Wien/Charkiw – Ein ukrainisches Gericht hat Mitte Juli einem Sanierungsplan der Charkiwer Traktorenfabrik (XTZ) zugestimmt und damit die Einleitung eines Konkursverfahrens verhindert. Die Lage des mit zumindest 41 Mio. Euro verschuldeten Unternehmens, an dem der Österreicher Siegfried Wolf nach eigenen Angaben etwa 30 Prozent hält, hatte sich zuletzt durch Ermittlungen des Geheimdiensts SBU massiv verschlechtert.

Bereits 2015 hatte die Charkiwer Traktorenfabrik (XTZ), die preisgünstige Traktoren für Abnehmer im postsowjetischen Raum produziert, mit einem Jahresverlust von 218 Mio. Hrywnja (7,9 Mio. Euro) abgeschlossen, insbesondere durch einen Einbruch am ukrainischen Markt. Die Lage des traditionsreichen Unternehmens, in dem 2015 etwa 2.800 Mitarbeiter tätig waren, verschlechterte sich aber im laufenden Jahr weiter. Die Schulden betrugen zuletzt zumindest 1,133 Mrd. Hrywnja (41,5 Mio. Euro).

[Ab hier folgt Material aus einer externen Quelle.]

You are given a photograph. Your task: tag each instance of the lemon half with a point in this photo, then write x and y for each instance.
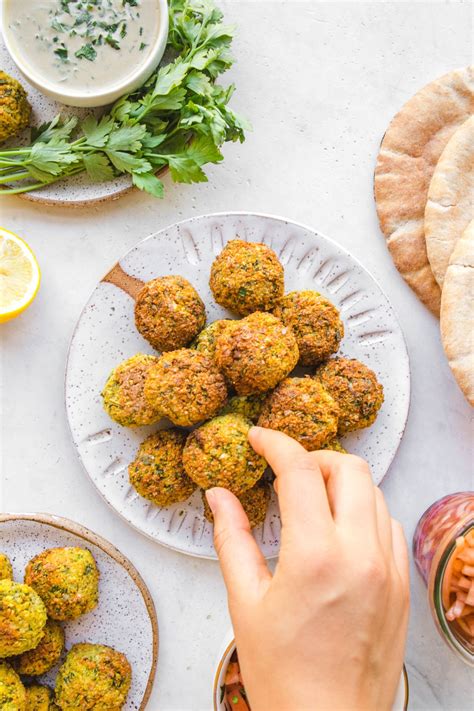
(19, 275)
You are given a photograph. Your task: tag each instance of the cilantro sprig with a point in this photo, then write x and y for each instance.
(178, 119)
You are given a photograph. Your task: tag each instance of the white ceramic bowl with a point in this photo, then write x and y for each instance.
(100, 98)
(228, 647)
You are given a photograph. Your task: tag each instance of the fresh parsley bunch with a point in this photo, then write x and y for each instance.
(178, 119)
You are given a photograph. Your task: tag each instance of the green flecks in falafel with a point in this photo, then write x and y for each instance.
(66, 579)
(256, 352)
(219, 454)
(6, 570)
(93, 676)
(123, 393)
(247, 277)
(157, 473)
(12, 691)
(15, 110)
(22, 618)
(169, 313)
(186, 387)
(315, 322)
(45, 655)
(302, 409)
(356, 390)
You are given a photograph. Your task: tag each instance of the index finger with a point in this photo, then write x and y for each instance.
(302, 495)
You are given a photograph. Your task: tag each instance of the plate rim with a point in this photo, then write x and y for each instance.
(195, 218)
(77, 529)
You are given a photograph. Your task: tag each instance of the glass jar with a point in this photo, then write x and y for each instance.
(438, 537)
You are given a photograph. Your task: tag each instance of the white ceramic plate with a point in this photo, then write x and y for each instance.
(400, 703)
(77, 190)
(125, 617)
(106, 334)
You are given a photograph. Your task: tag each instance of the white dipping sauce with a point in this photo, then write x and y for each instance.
(87, 46)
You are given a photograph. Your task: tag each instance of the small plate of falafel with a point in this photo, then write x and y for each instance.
(208, 327)
(78, 625)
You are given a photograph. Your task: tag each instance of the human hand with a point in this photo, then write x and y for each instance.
(327, 631)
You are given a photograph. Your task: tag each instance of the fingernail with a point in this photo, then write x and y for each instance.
(211, 498)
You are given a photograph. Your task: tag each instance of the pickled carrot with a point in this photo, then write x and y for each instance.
(457, 590)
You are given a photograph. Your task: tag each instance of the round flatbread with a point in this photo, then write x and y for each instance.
(408, 155)
(457, 312)
(449, 208)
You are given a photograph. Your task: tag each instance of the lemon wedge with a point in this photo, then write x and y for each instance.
(19, 275)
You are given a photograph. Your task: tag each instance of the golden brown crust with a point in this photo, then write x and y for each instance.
(157, 472)
(247, 277)
(302, 409)
(169, 312)
(450, 199)
(356, 390)
(219, 454)
(256, 352)
(408, 155)
(186, 387)
(315, 322)
(457, 313)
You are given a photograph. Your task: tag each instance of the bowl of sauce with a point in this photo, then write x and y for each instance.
(86, 52)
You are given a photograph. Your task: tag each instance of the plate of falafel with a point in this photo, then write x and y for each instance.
(78, 625)
(208, 327)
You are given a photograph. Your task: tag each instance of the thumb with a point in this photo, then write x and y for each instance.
(243, 565)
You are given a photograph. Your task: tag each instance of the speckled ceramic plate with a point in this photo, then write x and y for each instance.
(125, 617)
(77, 190)
(106, 334)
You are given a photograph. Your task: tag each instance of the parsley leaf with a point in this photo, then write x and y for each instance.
(178, 118)
(97, 132)
(98, 167)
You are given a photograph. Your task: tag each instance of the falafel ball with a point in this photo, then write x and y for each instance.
(247, 277)
(66, 579)
(15, 110)
(12, 691)
(22, 618)
(43, 657)
(186, 387)
(335, 446)
(205, 342)
(219, 454)
(315, 322)
(256, 353)
(356, 390)
(254, 502)
(249, 406)
(169, 312)
(40, 698)
(157, 472)
(93, 676)
(124, 400)
(6, 570)
(302, 409)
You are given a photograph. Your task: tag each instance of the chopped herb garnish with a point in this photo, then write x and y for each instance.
(62, 53)
(178, 119)
(87, 51)
(112, 42)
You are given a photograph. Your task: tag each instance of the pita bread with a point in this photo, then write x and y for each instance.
(457, 313)
(408, 155)
(449, 208)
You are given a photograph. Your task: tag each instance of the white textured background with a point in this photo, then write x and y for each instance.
(320, 82)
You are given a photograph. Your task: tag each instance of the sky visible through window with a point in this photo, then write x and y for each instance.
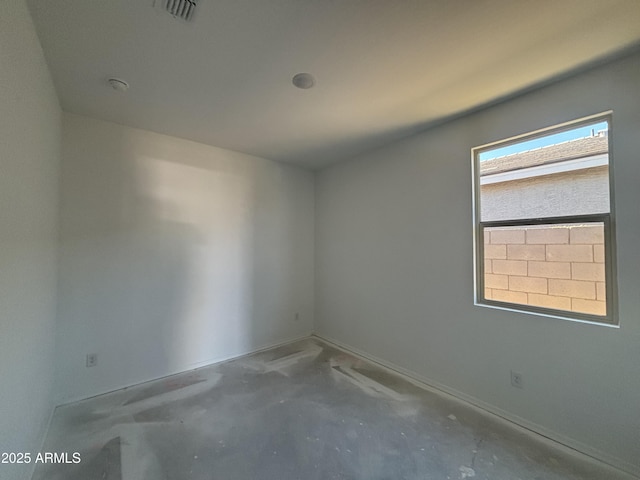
(581, 132)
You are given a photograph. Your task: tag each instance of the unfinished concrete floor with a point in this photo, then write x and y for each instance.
(304, 411)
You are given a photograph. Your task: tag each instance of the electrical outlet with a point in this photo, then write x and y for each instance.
(92, 359)
(516, 379)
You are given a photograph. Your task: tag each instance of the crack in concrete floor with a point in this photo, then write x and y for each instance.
(302, 411)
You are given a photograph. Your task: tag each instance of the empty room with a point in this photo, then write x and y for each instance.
(319, 239)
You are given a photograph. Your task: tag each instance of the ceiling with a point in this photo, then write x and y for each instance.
(383, 68)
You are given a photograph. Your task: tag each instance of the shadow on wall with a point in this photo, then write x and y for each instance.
(174, 255)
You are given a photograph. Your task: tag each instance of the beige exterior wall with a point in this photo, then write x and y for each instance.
(560, 266)
(571, 193)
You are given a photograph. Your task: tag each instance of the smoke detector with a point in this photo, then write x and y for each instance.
(118, 85)
(180, 9)
(303, 80)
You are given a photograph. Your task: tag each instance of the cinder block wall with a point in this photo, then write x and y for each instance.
(558, 267)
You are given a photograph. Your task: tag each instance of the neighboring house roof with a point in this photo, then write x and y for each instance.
(573, 149)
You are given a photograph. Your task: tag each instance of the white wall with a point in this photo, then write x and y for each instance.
(29, 163)
(174, 255)
(394, 273)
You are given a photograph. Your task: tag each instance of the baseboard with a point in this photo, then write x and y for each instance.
(187, 368)
(556, 439)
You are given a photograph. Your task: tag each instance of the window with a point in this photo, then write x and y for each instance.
(543, 222)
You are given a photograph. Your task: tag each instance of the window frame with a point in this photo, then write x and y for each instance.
(607, 219)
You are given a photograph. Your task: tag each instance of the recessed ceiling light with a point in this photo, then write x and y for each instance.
(118, 85)
(304, 80)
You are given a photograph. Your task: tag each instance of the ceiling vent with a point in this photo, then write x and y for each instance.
(181, 9)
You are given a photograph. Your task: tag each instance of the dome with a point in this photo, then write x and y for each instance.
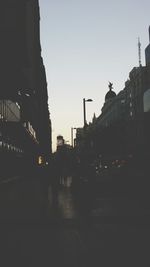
(110, 94)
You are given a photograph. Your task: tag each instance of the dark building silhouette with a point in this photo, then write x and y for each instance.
(25, 126)
(122, 129)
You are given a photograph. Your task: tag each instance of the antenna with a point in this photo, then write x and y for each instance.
(139, 51)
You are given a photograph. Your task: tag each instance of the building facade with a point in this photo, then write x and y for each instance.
(122, 129)
(25, 122)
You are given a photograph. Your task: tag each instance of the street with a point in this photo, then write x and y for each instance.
(114, 231)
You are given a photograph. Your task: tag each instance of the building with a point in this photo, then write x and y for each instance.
(25, 124)
(122, 129)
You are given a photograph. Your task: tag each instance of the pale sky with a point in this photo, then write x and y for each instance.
(86, 44)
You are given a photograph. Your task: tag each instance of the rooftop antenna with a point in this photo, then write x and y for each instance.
(139, 51)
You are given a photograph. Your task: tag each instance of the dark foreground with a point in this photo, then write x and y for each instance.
(73, 229)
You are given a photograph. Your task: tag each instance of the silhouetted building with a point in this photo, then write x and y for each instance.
(24, 114)
(122, 129)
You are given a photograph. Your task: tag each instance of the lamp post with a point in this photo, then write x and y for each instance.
(84, 109)
(72, 128)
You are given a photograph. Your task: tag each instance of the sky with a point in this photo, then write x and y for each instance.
(85, 44)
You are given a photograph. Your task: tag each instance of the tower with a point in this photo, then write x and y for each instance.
(147, 52)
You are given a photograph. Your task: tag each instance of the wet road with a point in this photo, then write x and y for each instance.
(69, 234)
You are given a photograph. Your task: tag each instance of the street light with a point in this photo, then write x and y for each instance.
(84, 109)
(72, 128)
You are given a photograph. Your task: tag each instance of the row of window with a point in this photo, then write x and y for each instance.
(9, 147)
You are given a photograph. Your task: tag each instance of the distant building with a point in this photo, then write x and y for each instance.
(122, 129)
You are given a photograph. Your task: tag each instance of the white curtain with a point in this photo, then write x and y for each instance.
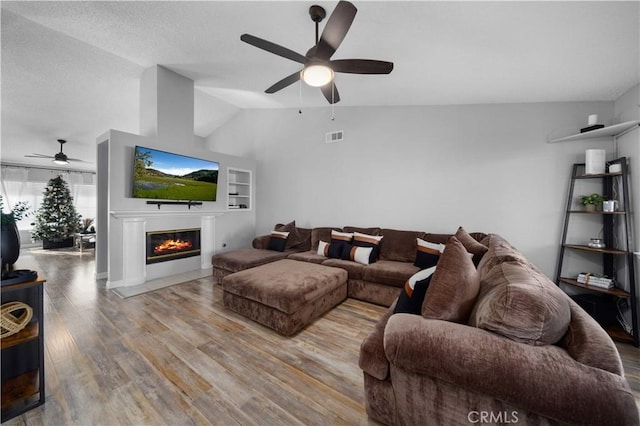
(14, 181)
(28, 184)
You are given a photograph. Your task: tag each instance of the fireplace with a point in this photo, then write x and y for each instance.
(163, 246)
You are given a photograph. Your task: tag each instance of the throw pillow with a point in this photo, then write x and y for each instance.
(338, 240)
(357, 254)
(323, 249)
(294, 238)
(427, 254)
(412, 296)
(278, 240)
(474, 247)
(365, 240)
(454, 286)
(523, 305)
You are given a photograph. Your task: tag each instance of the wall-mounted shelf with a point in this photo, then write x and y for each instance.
(608, 131)
(239, 189)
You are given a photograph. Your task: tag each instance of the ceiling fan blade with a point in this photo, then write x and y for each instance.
(336, 29)
(276, 49)
(361, 66)
(334, 97)
(287, 81)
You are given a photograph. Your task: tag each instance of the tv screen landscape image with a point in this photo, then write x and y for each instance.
(168, 176)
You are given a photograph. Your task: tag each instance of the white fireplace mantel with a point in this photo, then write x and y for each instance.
(134, 225)
(193, 212)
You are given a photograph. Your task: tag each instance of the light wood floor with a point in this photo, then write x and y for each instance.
(176, 356)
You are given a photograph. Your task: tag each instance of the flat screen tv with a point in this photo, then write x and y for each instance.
(167, 176)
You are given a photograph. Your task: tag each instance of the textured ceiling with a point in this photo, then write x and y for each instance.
(72, 69)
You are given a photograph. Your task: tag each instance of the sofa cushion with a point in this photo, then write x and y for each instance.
(399, 246)
(389, 272)
(499, 250)
(412, 296)
(427, 254)
(362, 255)
(369, 231)
(336, 246)
(522, 304)
(307, 256)
(321, 234)
(454, 286)
(474, 247)
(278, 240)
(354, 270)
(238, 260)
(294, 239)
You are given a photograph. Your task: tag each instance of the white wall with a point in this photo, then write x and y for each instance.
(486, 167)
(234, 229)
(167, 122)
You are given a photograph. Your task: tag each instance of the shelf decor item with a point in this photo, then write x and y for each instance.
(595, 161)
(14, 316)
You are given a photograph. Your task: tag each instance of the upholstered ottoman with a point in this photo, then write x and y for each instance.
(285, 295)
(238, 260)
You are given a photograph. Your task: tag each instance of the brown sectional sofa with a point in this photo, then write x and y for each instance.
(379, 282)
(509, 347)
(523, 352)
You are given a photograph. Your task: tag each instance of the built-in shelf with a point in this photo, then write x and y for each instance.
(239, 189)
(608, 131)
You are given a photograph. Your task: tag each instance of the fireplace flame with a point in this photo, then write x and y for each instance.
(172, 245)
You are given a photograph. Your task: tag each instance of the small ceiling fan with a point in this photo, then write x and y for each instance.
(60, 158)
(319, 70)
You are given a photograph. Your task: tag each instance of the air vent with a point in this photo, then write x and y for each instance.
(332, 137)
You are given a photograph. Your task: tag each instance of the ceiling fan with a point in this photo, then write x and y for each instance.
(319, 70)
(60, 158)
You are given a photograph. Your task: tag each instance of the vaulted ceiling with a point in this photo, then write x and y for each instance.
(71, 70)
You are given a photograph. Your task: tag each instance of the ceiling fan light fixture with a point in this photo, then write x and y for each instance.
(61, 159)
(317, 75)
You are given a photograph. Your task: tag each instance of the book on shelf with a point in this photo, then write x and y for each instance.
(595, 280)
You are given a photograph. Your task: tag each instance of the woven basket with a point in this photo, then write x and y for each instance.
(10, 323)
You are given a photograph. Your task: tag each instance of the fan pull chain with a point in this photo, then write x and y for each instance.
(333, 110)
(300, 97)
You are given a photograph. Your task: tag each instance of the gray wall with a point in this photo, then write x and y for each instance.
(485, 167)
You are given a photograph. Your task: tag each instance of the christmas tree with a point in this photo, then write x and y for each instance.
(56, 219)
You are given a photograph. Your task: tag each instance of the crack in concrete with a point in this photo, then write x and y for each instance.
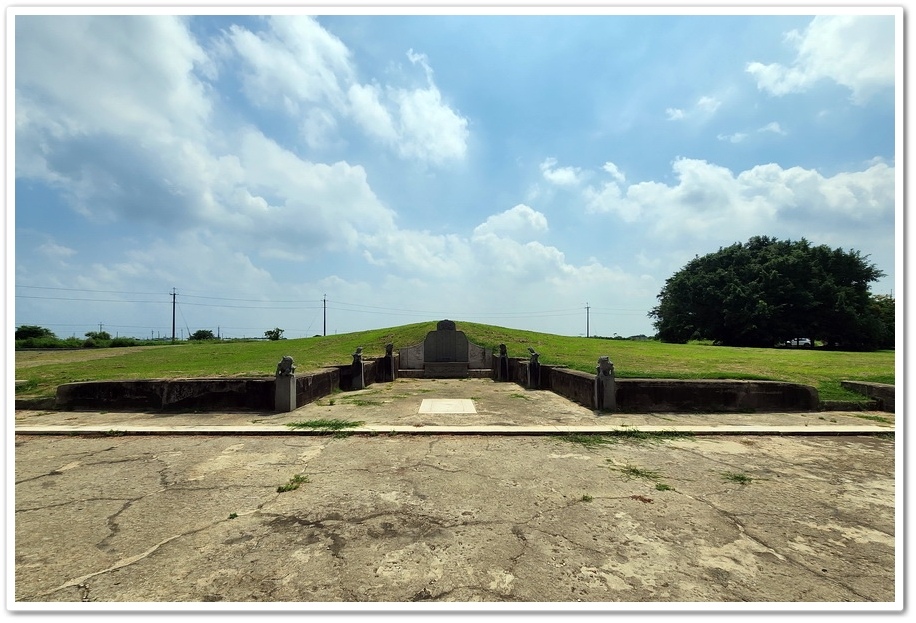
(769, 548)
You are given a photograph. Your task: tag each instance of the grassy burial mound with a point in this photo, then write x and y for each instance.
(43, 371)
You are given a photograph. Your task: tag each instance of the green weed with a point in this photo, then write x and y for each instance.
(875, 418)
(630, 472)
(293, 483)
(741, 479)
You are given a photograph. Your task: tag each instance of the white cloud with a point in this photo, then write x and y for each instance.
(674, 114)
(369, 112)
(561, 176)
(737, 137)
(708, 104)
(610, 197)
(52, 250)
(429, 130)
(298, 67)
(519, 223)
(856, 52)
(615, 173)
(293, 60)
(702, 110)
(708, 200)
(773, 127)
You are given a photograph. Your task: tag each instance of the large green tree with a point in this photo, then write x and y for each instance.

Mit der Entscheidung des Charkiwer Wirtschaftsgerichts vom 14. Juli, die Ende vergangene Woche im öffentlichen Gerichtsregister veröffentlicht wurde, konnte ein drohender Konkurs des traditionsreichen Unternehmens verhindert werden. Das Gericht segnete den vorgerichtlichen Sanierungsplan ab, dem eine Gläubigermehrheit zugestimmt hatte und gab klagsbedingt eingefrorene Bankkonten wieder frei. Der Plan sieht einen Zahlungsaufschub von einem Jahr vor. Der Fabrik, so heißt es in der Entscheidung, soll dadurch die Möglichkeit gegeben werden, Investoren sowie neue Absatzmärkte zu finden, um mit erzielten Gewinnen schließlich vorhandene Schulden begleichen zu können. (APA, 25.7.2016)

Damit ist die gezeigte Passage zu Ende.